Residents concerned about E-1 music venue plan

Entrepreneur promises to address noise, traffic concerns

With a plan to create an Entertainment (E-1) District for a new music venue in Cullman moving forward, residents near the proposed Alabama Highway 157 site have mounted a campaign to halt the project.

More than 45 residents have signed a petition opposing a request to rezone 10 acres near Interstate 65, behind the Waffle House restaurant, to an E-1 District, which has less-restrictive alcohol regulations.

Local entrepreneur Bethany Seidel hopes to build a join-use, outdoor and indoor music venue on the site that could seat approximately 1,500 people for concerts and events. The facility would feature an indoor and outdoor stage, and host a handful of concerts, community events and fundraisers each month.

Click here for previous story on the proposed E-1 District.

The facility would also feature a full bar, tap room and brewery, which is why the E-1 designation is required. The city’s current alcohol ordinance only allows for restaurants to serve alcohol on-premises, unless the business is within an Entertainment District.

But, some residents who live near the proposed venue believe it is not the best location for a music hall. Despite some protestations, the request has received a favorable recommendation from the board and is now headed to the Cullman city council for review. The council could set a public hearing date for the zoning request at a Monday night meeting.

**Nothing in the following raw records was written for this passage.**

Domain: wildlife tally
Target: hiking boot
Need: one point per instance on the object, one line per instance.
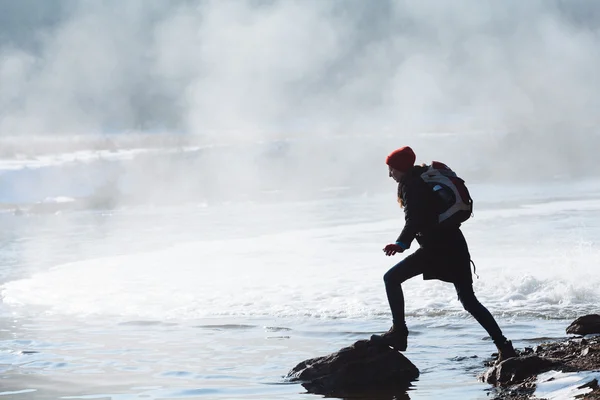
(505, 351)
(395, 337)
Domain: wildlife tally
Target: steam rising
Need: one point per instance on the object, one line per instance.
(518, 81)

If approved, the request would only rezone the property to E-1. Seidel would still have to go through the proper channels to have her site plan and proposal approved before work could actually begin.

Leon Bentley, who lives on County Road 1163 near the affected lot, said he worries the location is too close to residential neighborhoods to host a music venue. He said an event with more than 1,000 people could also wreak havoc on the traffic flow feeding into Hwy. 157.

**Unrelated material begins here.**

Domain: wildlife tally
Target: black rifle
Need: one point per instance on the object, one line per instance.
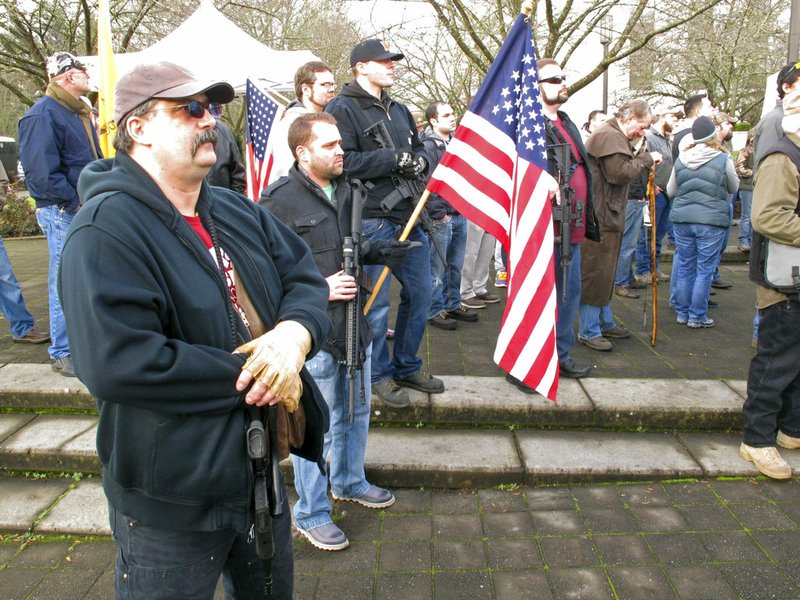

“We’re not against entertainment, but this is just too close to residential areas and we feel like with an outdoor theater, one of the biggest problems during summer would be noise,” he said. “I’d anticipate my windows rattling, and also be very concerned about traffic. It’s already very congested trying to get out at the restaurants there, so just imagine how bad this would be. I fear it would overburden the area with traffic and decrease our property values.”

Chris Van Dyke, director of the Cullman Area Mental Health Authority, said his agency is formally opposed to the rezoning for myriad reasons. Most notably: He fears it would open the door for a bar to open across the street from the mental health office, which provides counseling for those facing substance and alcohol abuse.

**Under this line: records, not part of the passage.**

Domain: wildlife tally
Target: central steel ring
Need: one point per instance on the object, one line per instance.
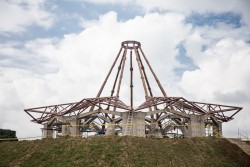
(131, 44)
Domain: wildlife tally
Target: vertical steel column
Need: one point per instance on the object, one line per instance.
(131, 81)
(157, 80)
(142, 76)
(106, 79)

“We’re worried about the influence it might have on what we’re trying to do here. Some of our adult clients have impulse control problems or decision-making issues, and if people could just leave and walk across the street to a bar that could be a problem,” Van Dyke said. “It’s just a bad location. We’re not opposed to entertainment districts, or a business like this, but the location isn’t a good one. The rezoning would allow for bars or nightclubs at some point on that property, and that’s the problem we have with it.”